Die immer schärfer werdenden Corona-Kontaktbeschränkungenlassen die Kirchen nicht in Ruhe. Die Bischöfe in Niedersachsen richten am Montag einen eindringlichen Appell an die Gesellschaft, alte und kranke, aber auch junge Menschen nicht zu vergessen.
Hannover (epd). Angesichts stark steigender Corona-Fallzahlen haben die niedersächsischen Bischöfe zu Solidarität mit den Schwächsten in der Gesellschaft aufgerufen. Jetzt sei «Mitsorge für den Nächsten» gefragt, damit Kranke und Sterbende sowie Kinder und Jugendliche nicht erneut die Hauptleidtragenden von Corona-Schutzmaßnahmen wie Kontaktbeschränkungen seien, heißt es in einer am Montag in Hannover veröffentlichten gemeinsamen Erklärung der katholischen und evangelischen Kirchen in Niedersachsen. «Nicht nur Gebote und Hygieneregeln werden entscheidend sein, um diese Pandemie zu besiegen - sondern auch die Liebe zum Nächsten», betonte der evangelische Landesbischof Ralf Meister, der das Papier gemeinsam mit dem katholischen Bischof Heiner Wilmer aus Hildesheim in der Neustädter Hof- und Stadtkirche vorstellte.
Zugleich forderten die Bischöfe, dass die Begleitung Sterbender in Pflegeeinrichtungen und Krankenhäusern durch Seelsorger und Angehörige auch während der Pandemie möglich sein müsse. «Es ist als Kirchen unsere Pflicht, bei den Sterbenden zu sein», betonte Bischof Wilmer. Neben dem gesundheitlichem Wohl müsse auch dem «Wohl von Seele und Herz» Rechnung getragen werden. Wilmer räumte ein, dass die Kirchen während des Shutdowns im Frühjahr womöglich zu zurückhaltend gewesen seien. Menschen seien einsam gestorben, und «wir müssen uns fragen, warum wir nicht immer zur rechten Zeit am rechten Ort gewesen sind».
Wilmer betonte, dass es entscheidend sei, Maßnahmen zum Gesundheitsschutz mit Sorgfalt und Umsicht gegen andere wesentliche Güter abzuwägen. «Wer zu viel lockert, gefährdet Menschenleben, wer zu wenig lockert, riskiert schwere wirtschaftliche und soziale Folgen», sagte der Hildesheimer Bischof mit Blick etwa auf Kinder aus sozial schwachen Familien, deren Bildungskarrieren durch mögliche Schulausfälle weiter beeinträchtigt würden.
Zudem hebt die Erklärung die Bedeutung der Kirchen in unsicheren Zeiten hervor.
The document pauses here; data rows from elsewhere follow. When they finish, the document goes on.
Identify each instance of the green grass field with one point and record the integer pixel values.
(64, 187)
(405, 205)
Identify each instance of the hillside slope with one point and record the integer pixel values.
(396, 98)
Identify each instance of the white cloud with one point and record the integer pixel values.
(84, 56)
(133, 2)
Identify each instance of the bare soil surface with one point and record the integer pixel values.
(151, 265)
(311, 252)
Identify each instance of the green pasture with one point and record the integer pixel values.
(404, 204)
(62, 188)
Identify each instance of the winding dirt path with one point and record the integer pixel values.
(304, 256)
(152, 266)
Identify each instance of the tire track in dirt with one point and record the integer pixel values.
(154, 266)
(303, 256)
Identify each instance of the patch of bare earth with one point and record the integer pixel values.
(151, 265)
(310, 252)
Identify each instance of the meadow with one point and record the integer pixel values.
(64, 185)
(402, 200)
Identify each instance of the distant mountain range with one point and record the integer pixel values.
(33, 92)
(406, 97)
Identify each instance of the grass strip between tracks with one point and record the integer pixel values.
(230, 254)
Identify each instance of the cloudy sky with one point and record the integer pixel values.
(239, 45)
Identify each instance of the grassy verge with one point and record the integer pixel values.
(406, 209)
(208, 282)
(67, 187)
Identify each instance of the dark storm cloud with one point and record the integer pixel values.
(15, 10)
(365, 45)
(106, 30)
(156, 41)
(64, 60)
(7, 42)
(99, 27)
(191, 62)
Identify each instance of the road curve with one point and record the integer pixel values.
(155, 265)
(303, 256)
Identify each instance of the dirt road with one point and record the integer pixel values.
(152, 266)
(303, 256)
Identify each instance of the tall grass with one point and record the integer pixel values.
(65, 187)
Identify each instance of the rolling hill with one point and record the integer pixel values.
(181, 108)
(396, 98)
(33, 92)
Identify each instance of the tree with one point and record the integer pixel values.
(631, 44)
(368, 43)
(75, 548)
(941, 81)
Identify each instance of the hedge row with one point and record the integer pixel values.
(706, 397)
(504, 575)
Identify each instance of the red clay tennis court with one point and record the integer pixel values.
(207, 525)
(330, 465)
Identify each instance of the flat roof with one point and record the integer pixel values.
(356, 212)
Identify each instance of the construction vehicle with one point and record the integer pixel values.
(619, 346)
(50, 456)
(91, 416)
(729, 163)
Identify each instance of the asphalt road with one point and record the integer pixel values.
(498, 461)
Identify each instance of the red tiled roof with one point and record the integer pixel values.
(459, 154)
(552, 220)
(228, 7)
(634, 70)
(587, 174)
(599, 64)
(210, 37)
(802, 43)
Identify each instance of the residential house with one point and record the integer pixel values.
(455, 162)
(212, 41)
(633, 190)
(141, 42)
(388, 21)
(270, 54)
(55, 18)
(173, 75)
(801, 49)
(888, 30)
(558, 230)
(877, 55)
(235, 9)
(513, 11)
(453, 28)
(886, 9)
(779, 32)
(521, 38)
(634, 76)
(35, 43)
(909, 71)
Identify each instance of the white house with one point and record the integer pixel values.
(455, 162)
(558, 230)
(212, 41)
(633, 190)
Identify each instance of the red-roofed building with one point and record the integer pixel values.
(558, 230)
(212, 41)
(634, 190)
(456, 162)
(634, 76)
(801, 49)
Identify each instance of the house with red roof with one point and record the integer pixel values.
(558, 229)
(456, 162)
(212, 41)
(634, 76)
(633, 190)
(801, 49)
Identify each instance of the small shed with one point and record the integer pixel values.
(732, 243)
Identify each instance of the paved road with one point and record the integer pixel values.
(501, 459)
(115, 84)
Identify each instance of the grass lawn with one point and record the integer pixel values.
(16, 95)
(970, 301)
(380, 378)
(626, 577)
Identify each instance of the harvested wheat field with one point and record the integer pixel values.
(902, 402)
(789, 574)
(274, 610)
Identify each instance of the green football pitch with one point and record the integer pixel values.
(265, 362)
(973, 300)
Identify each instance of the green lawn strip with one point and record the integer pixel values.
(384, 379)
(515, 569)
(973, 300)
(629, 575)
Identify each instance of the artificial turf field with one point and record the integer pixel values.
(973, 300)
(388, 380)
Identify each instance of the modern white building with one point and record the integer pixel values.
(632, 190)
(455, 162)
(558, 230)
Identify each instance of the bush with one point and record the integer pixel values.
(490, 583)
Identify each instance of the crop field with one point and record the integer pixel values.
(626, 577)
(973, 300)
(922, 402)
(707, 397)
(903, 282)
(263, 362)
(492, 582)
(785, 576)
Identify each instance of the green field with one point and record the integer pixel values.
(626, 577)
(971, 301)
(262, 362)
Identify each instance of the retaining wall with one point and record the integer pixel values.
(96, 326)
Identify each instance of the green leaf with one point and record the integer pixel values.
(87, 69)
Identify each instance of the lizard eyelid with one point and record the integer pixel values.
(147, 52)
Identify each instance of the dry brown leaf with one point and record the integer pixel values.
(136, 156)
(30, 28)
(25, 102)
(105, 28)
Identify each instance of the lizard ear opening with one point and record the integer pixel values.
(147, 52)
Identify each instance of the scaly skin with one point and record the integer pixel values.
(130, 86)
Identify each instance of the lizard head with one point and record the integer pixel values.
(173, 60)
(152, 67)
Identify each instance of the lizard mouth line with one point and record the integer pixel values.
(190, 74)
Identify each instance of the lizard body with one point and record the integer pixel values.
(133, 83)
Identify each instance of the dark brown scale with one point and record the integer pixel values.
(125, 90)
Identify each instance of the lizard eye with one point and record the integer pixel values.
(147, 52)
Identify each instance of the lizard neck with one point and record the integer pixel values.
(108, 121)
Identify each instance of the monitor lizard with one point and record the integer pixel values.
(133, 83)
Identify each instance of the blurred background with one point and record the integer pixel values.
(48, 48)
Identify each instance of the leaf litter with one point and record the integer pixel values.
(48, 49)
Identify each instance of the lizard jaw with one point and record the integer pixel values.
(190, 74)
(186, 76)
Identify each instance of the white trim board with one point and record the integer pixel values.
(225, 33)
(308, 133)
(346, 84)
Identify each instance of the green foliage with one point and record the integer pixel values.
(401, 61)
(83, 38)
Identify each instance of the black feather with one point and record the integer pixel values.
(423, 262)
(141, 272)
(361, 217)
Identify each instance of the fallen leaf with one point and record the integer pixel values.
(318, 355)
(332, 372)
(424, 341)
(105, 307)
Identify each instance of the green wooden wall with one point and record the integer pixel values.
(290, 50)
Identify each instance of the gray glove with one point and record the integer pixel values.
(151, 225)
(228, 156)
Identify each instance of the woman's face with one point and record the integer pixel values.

Menschen suchten gerade jetzt Orientierung. Sie erlebten sich als verletzlich, sterblich und trostbedürftig. Deshalb sei es entscheidend, Kirchengebäude «mit der gebotenen Verantwortung und Vorsicht» als Trosträume offenzuhalten. Gerade Kindern und Jugendlichen böten Kirchengemeinden «Raum und Menschen, die zuhören, begleiten und anregen, auch dann, wenn es erneut zu Schließungen von Kindertagesstätten kommt».
In Hinblick auf Weihnachten äußerte sich Landesbischof Meister zuversichtlich, dass Gottesdienste unter strengen Corona-Vorschriften stattfinden können: «Unsere Hygienekonzepte bewähren sich seit Monaten. Außerdem sind wir inzwischen erfahrener im Umgang mit der Situation.»
Die Unterzeichner der gemeinsamen Erklärung sind neben Meister und Wilmer die evangelisch-lutherischen Bischöfe Thomas Adomeit aus Oldenburg, Christoph Meyns aus Braunschweig und Karl-Hinrich Manzke aus Schaumburg-Lippe, der evangelisch-reformierte Kirchenpräsident Martin Heimbucher sowie für die katholische Kirche der Osnabrücker Bischof Franz-Josef Bode und Weihbischof Wilfried Theising aus Vechta.